What Does It Mean to Be Global?
Being – or becoming – a global company is a complicated, long-term undertaking. It’s a challenge, but increasingly necessary for organizations that want to compete and prosper in a business environment marked by continuing globalization.
In an article recently published in Ethisphere Magazine, I looked at our recent history at JLL, plus my own career experience, to discuss what it means to be a truly global company and what is needed to become one.

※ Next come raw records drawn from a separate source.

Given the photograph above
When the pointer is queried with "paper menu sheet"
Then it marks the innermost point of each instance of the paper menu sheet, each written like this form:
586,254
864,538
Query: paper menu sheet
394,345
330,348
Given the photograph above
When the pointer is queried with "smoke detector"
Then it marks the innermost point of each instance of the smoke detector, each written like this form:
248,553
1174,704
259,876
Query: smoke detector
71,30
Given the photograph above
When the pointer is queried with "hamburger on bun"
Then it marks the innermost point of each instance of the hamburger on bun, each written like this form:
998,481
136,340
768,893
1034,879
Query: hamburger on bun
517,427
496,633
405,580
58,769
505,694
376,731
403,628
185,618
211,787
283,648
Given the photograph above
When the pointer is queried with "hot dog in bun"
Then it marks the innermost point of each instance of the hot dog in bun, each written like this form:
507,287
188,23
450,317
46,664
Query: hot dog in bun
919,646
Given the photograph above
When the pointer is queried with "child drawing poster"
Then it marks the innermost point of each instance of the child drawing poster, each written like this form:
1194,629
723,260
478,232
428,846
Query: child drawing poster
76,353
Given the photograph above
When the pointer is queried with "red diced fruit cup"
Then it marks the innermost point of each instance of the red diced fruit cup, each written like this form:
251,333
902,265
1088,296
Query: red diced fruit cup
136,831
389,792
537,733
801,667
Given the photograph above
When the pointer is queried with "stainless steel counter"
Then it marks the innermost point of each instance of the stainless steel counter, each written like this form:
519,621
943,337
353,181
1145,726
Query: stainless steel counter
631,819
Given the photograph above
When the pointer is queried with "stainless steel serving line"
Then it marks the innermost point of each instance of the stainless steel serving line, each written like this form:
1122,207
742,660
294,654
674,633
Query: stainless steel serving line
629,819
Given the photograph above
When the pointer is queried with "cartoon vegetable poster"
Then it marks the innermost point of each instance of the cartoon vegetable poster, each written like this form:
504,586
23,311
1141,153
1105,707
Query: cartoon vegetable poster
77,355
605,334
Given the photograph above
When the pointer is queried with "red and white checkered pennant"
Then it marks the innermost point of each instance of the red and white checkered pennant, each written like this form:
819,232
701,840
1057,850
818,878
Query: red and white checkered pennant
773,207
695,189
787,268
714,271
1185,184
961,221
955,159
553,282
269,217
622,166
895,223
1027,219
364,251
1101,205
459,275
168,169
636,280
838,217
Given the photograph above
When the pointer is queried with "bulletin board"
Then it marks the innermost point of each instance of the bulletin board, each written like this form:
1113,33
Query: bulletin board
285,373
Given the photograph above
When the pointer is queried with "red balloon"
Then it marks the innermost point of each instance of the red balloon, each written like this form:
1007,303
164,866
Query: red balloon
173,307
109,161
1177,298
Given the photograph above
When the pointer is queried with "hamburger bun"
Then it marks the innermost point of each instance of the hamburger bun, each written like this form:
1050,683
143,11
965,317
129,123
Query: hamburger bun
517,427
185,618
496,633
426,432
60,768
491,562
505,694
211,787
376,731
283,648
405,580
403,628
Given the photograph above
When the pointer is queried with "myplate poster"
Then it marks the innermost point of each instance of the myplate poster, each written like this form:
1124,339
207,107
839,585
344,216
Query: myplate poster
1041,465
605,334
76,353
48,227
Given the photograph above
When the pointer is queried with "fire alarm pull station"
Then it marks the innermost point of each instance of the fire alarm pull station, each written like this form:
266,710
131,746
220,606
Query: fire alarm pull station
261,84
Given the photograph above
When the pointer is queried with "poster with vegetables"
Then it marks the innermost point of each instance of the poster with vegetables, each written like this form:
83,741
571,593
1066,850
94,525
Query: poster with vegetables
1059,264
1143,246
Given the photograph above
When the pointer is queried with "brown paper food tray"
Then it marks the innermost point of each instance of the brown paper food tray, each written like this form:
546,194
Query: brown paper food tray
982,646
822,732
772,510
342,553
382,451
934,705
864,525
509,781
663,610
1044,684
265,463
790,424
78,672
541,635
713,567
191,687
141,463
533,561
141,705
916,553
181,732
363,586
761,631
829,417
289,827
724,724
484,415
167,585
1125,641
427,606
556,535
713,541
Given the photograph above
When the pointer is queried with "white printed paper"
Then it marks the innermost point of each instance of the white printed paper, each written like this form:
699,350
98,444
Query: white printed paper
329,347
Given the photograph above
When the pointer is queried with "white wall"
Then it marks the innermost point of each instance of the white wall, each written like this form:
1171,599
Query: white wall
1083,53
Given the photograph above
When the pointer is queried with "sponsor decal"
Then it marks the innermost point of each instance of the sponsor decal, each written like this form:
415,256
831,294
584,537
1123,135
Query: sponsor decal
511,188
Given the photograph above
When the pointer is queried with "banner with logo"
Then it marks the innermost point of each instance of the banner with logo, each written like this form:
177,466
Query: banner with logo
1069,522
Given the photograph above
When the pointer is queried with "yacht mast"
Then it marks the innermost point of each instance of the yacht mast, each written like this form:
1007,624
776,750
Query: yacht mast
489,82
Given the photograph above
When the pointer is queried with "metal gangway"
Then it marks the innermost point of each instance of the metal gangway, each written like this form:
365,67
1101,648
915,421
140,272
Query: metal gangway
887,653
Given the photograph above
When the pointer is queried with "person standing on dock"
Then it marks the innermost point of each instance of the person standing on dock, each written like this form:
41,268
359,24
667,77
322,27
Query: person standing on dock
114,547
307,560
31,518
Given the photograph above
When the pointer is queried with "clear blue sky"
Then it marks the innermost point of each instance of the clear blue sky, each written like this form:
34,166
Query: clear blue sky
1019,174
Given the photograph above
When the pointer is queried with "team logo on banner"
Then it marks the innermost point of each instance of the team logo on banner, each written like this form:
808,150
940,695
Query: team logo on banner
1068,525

What does being global mean?
It’s easy to tell a purely locally-focused company from a global company, but what is the difference between international and global companies? Planting flags around the world creates international companies. Global means linking the pieces together with common standards, systems, policies, and processes. It means having a common culture that recognizes and willingly accommodates the different aspects of local business.
Why be global?
Consider five broad motivations, not in order of importance:
Strategy: Pursuing the objective conviction that your brand, service or product has relevance and competitive advantage that is desired – and therefore will be valued – by an international audience.
Growth: Gaining disciplined and consistent access to new growth, particularly in developing markets.
People: Integrating value from the diverse skills and experiences of people from around the world.
Customer/Client Service: Serving customers and clients who will buy, and pay premiums for, your products or services, and who are confident that they will have the same experience with your firm in Istanbul as in New York or Singapore.
Costs: Achieving powerful economies of scale on a world scale, or accessing lower cost bases for your products or services.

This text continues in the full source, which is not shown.